In just under two years, 13-year-old rapper Jarun “YM” Collier went from being “the new kid on the block,” to signing with record label Ncredible Entertainment and assuming a prominent role in the breakout boyband Ncredible Crazy Kids.
Not long after performing across Tennessee in his Splatt Tour and promoting original singles on Instagram, YM gained the attention of television icon and rapper Nick Cannon. And after entering a contest on Instagram, YM was one of five teenage artists hand-picked by Cannon out of 17,000 young and hopeful musicians to form NCK.
The group, which in October released their first singles Drip and Crazy, features an ensemble of young men who boast impressive singing, dancing, rapping and acting skills. NCK also has a YouTube channel, where they post song covers, Q&As and trendy videos like food challenges and a Mukbang.
Every young artist inevitably encounters their first major setback, and few are strangers to the struggles attached to COVID-19. YM acknowledged the challenges he’s faced due to the global pandemic and its impact on both travel and the music industry.
“It definitely has affected not just my plans, but the world’s plans,” he said. “It has pushed back a lot of things musically for me when it comes to working with the gang [NCK].”
Despite the challenges, though, NCK recently resumed posting videos to YouTube on a more regular basis and has seen an outpouring of support for their newly released singles. YM seems optimistic about the “major surprises” their futures hold.
It can be difficult for budding artists to tap into their identity and find a unique style toward the beginning of a career, and especially at such a young age.
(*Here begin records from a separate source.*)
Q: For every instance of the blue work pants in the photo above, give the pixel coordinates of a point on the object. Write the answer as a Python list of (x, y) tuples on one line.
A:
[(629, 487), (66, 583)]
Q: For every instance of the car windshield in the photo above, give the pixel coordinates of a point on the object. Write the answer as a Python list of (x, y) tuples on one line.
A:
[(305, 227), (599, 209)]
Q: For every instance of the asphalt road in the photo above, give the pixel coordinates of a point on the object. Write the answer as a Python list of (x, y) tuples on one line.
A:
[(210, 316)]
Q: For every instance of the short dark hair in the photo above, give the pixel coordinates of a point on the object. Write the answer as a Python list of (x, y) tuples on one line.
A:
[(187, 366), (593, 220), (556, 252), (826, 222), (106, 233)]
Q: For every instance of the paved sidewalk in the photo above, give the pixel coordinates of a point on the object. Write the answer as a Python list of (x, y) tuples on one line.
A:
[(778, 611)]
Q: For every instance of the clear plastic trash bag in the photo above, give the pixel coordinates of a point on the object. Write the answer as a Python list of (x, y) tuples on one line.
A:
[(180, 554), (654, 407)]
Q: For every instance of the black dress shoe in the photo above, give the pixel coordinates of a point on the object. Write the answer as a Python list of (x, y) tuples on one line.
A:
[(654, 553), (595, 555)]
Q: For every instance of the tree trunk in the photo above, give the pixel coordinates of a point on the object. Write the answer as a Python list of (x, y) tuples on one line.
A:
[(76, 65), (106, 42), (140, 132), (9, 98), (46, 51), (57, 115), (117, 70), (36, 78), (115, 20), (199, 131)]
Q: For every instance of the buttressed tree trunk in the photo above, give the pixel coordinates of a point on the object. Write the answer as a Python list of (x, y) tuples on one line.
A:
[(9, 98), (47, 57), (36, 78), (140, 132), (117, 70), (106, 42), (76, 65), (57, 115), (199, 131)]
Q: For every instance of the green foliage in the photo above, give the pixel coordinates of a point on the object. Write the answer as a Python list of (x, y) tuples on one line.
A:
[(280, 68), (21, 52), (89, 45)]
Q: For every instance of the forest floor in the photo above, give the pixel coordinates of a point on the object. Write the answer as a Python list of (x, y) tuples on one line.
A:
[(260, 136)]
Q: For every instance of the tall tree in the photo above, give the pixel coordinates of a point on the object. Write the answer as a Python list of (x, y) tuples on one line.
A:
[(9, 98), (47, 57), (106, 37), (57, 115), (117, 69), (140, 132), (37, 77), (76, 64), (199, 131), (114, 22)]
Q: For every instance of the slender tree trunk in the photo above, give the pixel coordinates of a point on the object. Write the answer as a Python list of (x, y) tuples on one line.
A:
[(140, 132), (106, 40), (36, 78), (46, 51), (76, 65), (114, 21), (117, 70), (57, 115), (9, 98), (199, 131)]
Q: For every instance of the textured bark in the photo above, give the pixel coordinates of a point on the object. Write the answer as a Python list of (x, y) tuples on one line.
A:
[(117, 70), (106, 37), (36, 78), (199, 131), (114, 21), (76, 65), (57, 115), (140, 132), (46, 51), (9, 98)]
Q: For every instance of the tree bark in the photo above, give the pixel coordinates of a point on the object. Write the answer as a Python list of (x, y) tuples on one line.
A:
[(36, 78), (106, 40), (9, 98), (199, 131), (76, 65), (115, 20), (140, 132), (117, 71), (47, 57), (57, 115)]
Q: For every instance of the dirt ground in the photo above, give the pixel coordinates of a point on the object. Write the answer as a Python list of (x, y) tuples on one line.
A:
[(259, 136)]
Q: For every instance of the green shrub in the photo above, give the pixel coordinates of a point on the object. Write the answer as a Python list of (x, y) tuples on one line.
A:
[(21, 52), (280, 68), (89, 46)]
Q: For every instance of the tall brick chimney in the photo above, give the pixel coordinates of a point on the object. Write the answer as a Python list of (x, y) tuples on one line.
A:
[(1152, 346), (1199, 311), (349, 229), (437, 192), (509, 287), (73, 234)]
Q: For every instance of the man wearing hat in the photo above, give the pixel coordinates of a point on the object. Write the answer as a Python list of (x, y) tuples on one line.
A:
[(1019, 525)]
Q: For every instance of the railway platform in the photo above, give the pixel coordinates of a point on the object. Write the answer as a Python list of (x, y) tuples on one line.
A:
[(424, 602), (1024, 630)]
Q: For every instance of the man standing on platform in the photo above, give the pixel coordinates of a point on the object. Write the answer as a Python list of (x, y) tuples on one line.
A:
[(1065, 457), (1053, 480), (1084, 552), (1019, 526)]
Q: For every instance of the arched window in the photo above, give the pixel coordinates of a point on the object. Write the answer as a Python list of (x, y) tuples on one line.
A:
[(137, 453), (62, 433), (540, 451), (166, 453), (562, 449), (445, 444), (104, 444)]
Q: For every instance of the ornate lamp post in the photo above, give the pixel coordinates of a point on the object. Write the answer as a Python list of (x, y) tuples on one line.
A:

Fighting the urge to follow trends and craft mainstream work to satisfy massive audiences can be a challenge.
YM, though, aims to set himself apart from the crowd both lyrically and physically.
“The pink hair is definitely my signature statement,” he said. “What makes me unique is not fitting in … I have fun always, but I don’t rap about guns or cuss in my raps.”
With new musical trends being shared, consumed and imitated so broadly—due in part to how virtually interconnected the world has become during the pandemic—it’s exciting to see a young, local artist making a name for himself by challenging the status quo and being a trendsetter.